Table of links
ABSTRACT
1 INTRODUCTION
2 BACKGROUND: OMNIDIRECTIONAL 3D OBJECT DETECTION
3 PRELIMINARY EXPERIMENT
3.1 Experiment Setup
3.2 Observations
3.3 Summary and Challenges
4 OVERVIEW OF PANOPTICUS
5 MULTI-BRANCH OMNIDIRECTIONAL 3D OBJECT DETECTION
5.1 Model Design
6 SPATIAL-ADAPTIVE EXECUTION
6.1 Performance Prediction
5.2 Model Adaptation
6.2 Execution Scheduling
7 IMPLEMENTATION
8 EVALUATION
8.1 Testbed and Dataset
8.2 Experiment Setup
8.3 Performance
8.4 Robustness
8.5 Component Analysis
8.6 Overhead
9 RELATED WORK
10 DISCUSSION AND FUTURE WORK
11 CONCLUSION AND REFERENCES
9 RELATED WORK
9 RELATED WORK Adaptive object detection systems. Many computer vision systems designed for resource-constrained edge devices have achieved efficient resource utilization by adapting to the video content or computing budgets [14, 15, 19, 22, 50]. In parallel with these advancements, several works have specifically focused on adaptive object detection methods [3, 28, 49], facilitating valuable applications such as edge video analytics or mobile augmented reality. For instance, ApproxDet [49] presented a multi-branch framework that switches between a detector and a tracker based on awareness of video content characteristics and resource contention. Remix [28] brings video content adaptiveness by partitioning images and selectively applying neural networks with different scales. However, existing adaptive methods fall short in supporting resource-efficient omnidirectional 3D detection. This type of detection requires processing each camera view using different 3D perception capabilities, such as enhanced estimation of objects’ 3D location and velocity. To process each view optimally, Panopticus predicts its expected performance based on short-term future dynamics in the spatial distribution, which is crucial for mobile scenarios. Although Remix [28] utilizes performance estimation based on object distribution, it relies on long-term historical distribution and does not account for various object characteristics in 3D, which is unsuitable for our system’s setting
3D object detection on edge devices. With the rapid advancement of edge computing, there is an increasing demand for employing 3D object detection on edge devices. DeepMix [18] addressed the limitations of edge resources by delegating the compute-intensive 2D detection tasks to a server equipped with high-performance GPUs. The other lightweight tasks, such as estimating the 3D location of detected objects using a depth sensor, are efficiently handled by mobile devices. Another solution, PointSplit [37], proposed a parallel processing technique that utilizes edge NPU and GPU to facilitate on-device execution of RGB-D camera-based 3D detection.

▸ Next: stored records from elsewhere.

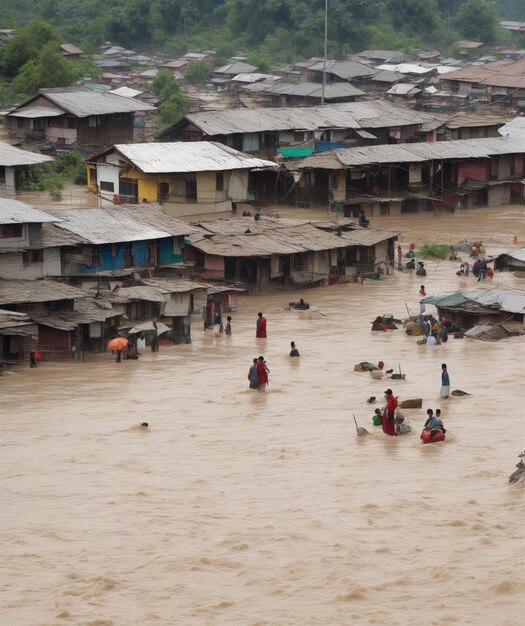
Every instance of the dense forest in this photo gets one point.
(276, 30)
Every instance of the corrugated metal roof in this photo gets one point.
(417, 152)
(518, 255)
(201, 156)
(126, 92)
(235, 68)
(314, 90)
(21, 291)
(374, 114)
(499, 298)
(343, 69)
(33, 112)
(244, 237)
(83, 102)
(118, 224)
(10, 156)
(15, 212)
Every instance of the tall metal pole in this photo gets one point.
(325, 48)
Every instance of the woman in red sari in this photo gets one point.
(389, 414)
(260, 332)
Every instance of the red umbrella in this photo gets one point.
(119, 343)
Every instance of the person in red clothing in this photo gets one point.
(389, 414)
(262, 374)
(260, 326)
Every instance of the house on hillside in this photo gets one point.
(265, 131)
(305, 94)
(75, 116)
(22, 250)
(270, 252)
(186, 178)
(480, 306)
(502, 82)
(13, 159)
(407, 178)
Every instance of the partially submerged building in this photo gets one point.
(13, 160)
(186, 178)
(265, 253)
(408, 178)
(265, 131)
(467, 309)
(75, 116)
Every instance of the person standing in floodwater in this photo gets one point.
(262, 374)
(260, 332)
(389, 414)
(445, 382)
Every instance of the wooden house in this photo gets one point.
(13, 159)
(265, 253)
(408, 178)
(75, 116)
(185, 178)
(480, 306)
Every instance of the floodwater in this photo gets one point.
(243, 508)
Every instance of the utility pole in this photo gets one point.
(325, 48)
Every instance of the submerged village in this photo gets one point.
(186, 224)
(238, 294)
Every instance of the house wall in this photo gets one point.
(499, 195)
(108, 174)
(476, 169)
(7, 185)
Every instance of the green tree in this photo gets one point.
(26, 46)
(477, 19)
(173, 109)
(49, 69)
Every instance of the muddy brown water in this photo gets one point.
(237, 507)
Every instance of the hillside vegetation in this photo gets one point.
(277, 30)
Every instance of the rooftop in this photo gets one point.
(11, 156)
(201, 156)
(362, 115)
(83, 102)
(15, 212)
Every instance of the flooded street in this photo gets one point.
(246, 508)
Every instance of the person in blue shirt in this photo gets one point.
(445, 382)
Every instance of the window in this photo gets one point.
(33, 256)
(106, 186)
(11, 231)
(191, 187)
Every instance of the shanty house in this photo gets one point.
(45, 301)
(186, 178)
(278, 253)
(13, 159)
(75, 116)
(480, 306)
(173, 301)
(264, 131)
(393, 179)
(23, 253)
(116, 239)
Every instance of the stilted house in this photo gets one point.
(15, 162)
(185, 178)
(467, 309)
(75, 116)
(418, 177)
(280, 253)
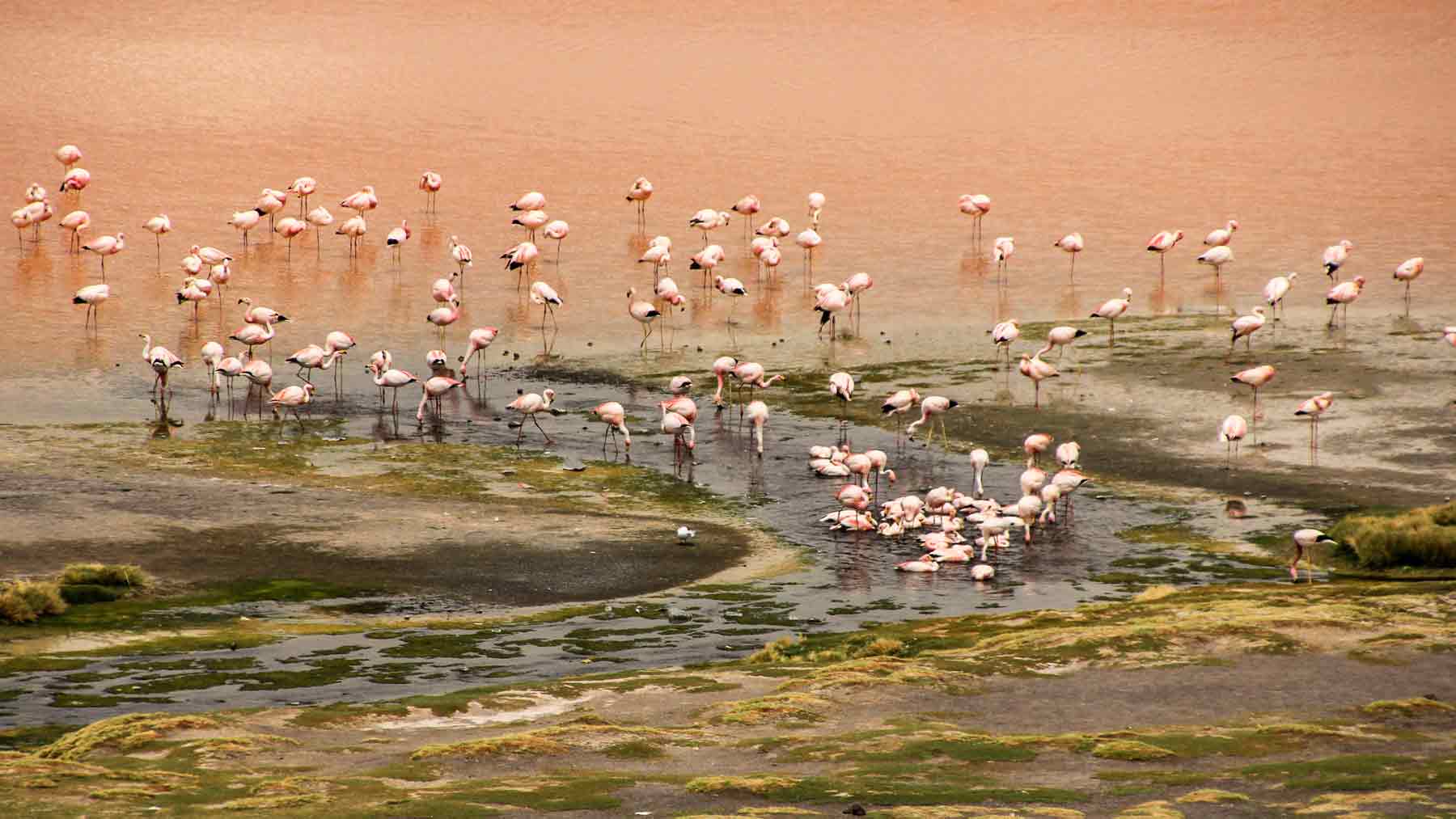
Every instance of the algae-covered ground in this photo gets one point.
(1232, 700)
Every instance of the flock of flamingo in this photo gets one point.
(207, 269)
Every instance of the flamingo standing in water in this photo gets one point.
(1341, 296)
(640, 192)
(1408, 271)
(1230, 433)
(1004, 335)
(531, 405)
(1111, 310)
(1039, 371)
(107, 246)
(1070, 245)
(74, 222)
(1315, 407)
(1255, 377)
(757, 415)
(531, 201)
(480, 340)
(644, 313)
(158, 226)
(1276, 289)
(430, 182)
(398, 238)
(303, 188)
(433, 391)
(92, 297)
(558, 230)
(545, 296)
(1335, 255)
(160, 360)
(932, 409)
(615, 416)
(976, 205)
(1222, 236)
(320, 218)
(1161, 243)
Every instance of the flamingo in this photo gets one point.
(1337, 255)
(730, 287)
(160, 360)
(1111, 310)
(442, 318)
(1004, 335)
(433, 391)
(74, 222)
(545, 296)
(900, 403)
(558, 230)
(842, 386)
(1216, 258)
(398, 238)
(1277, 289)
(1255, 377)
(480, 340)
(258, 374)
(313, 357)
(291, 399)
(290, 227)
(520, 260)
(67, 154)
(362, 201)
(531, 405)
(303, 188)
(158, 226)
(1222, 236)
(1039, 371)
(757, 415)
(1034, 445)
(815, 207)
(1344, 294)
(107, 246)
(615, 418)
(932, 406)
(976, 205)
(1408, 271)
(243, 222)
(808, 239)
(76, 179)
(1306, 540)
(1060, 338)
(722, 365)
(354, 227)
(644, 313)
(1230, 433)
(462, 255)
(430, 182)
(531, 201)
(829, 302)
(320, 218)
(640, 192)
(386, 377)
(1070, 245)
(92, 297)
(1314, 407)
(531, 220)
(1002, 252)
(1245, 326)
(1161, 243)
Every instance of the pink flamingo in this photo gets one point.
(430, 182)
(1161, 243)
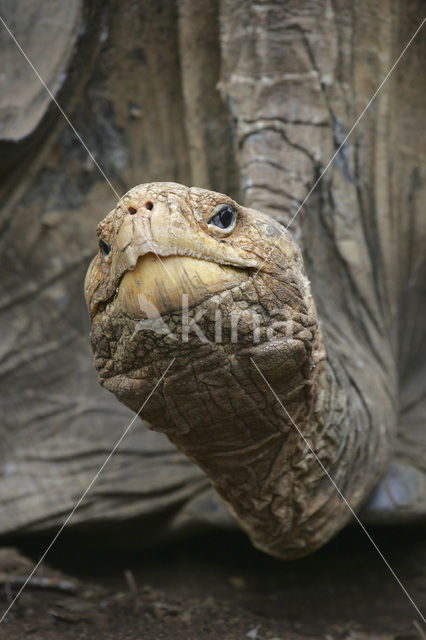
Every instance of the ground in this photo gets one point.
(219, 587)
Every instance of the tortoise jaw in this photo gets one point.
(159, 285)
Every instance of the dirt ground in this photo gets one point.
(219, 587)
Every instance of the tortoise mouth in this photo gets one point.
(160, 285)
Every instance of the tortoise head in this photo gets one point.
(173, 278)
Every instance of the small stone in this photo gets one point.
(238, 582)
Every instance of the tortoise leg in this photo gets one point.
(399, 498)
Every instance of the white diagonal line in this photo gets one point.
(76, 133)
(84, 494)
(345, 139)
(341, 495)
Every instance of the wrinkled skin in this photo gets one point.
(213, 404)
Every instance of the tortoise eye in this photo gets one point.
(224, 218)
(104, 247)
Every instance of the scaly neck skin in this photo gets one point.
(216, 408)
(260, 464)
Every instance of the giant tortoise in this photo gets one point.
(203, 322)
(252, 100)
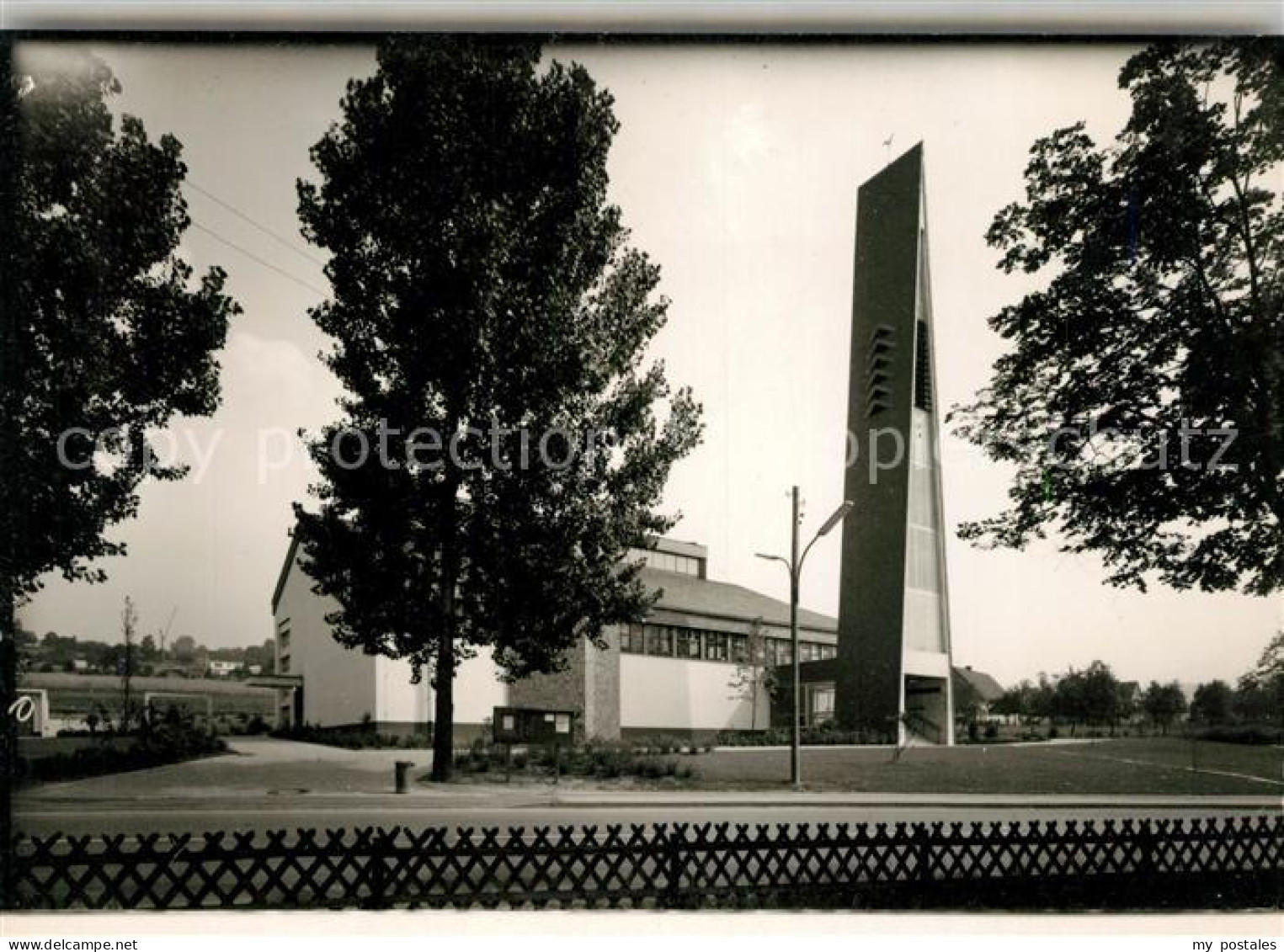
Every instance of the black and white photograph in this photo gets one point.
(532, 472)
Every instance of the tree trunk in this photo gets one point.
(443, 714)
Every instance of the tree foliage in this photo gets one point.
(1142, 402)
(1211, 702)
(1164, 702)
(109, 335)
(484, 295)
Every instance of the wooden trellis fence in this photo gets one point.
(1130, 864)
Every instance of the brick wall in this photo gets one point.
(589, 685)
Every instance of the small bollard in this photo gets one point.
(401, 768)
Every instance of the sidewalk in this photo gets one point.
(789, 798)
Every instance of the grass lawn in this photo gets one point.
(1120, 766)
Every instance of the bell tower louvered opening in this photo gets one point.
(922, 369)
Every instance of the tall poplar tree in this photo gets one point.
(1142, 396)
(489, 322)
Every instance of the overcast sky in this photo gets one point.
(738, 168)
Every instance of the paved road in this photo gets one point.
(418, 812)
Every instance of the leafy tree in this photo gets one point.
(484, 299)
(1162, 704)
(1129, 699)
(1211, 702)
(102, 332)
(1260, 693)
(1090, 695)
(1142, 402)
(1016, 701)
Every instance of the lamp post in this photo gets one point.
(795, 567)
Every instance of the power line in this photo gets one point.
(256, 258)
(264, 229)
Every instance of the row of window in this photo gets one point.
(669, 562)
(673, 641)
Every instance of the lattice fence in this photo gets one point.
(1137, 864)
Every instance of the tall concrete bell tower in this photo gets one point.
(894, 631)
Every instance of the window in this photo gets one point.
(819, 705)
(667, 561)
(738, 648)
(659, 641)
(780, 651)
(689, 643)
(631, 639)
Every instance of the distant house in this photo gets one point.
(973, 693)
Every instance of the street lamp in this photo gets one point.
(795, 567)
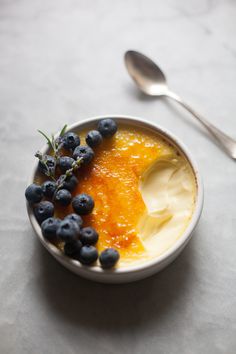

This approach exemplifies the trend of harnessing the power of specialized AI accelerators to meet the demands of edge computing [26, 27, 33, 59]. VIPS [44], designed for self-driving vehicles, introduced an edge-based system that collaborates with outdoor infrastructures equipped with computing units and LiDAR sensors. This strategy effectively extended the vehicles’ perception ranges by fusing data from the onboard system and the infrastructure. Apart from these efforts, Panopticus effectively initiates a self-contained, comprehensive perception system for resource-constrained edge devices. The system introduced a novel concept of camera-based omnidirectional 3D perception optimized for edge computing abilities, eliminating the need for depth sensors or computation offloading.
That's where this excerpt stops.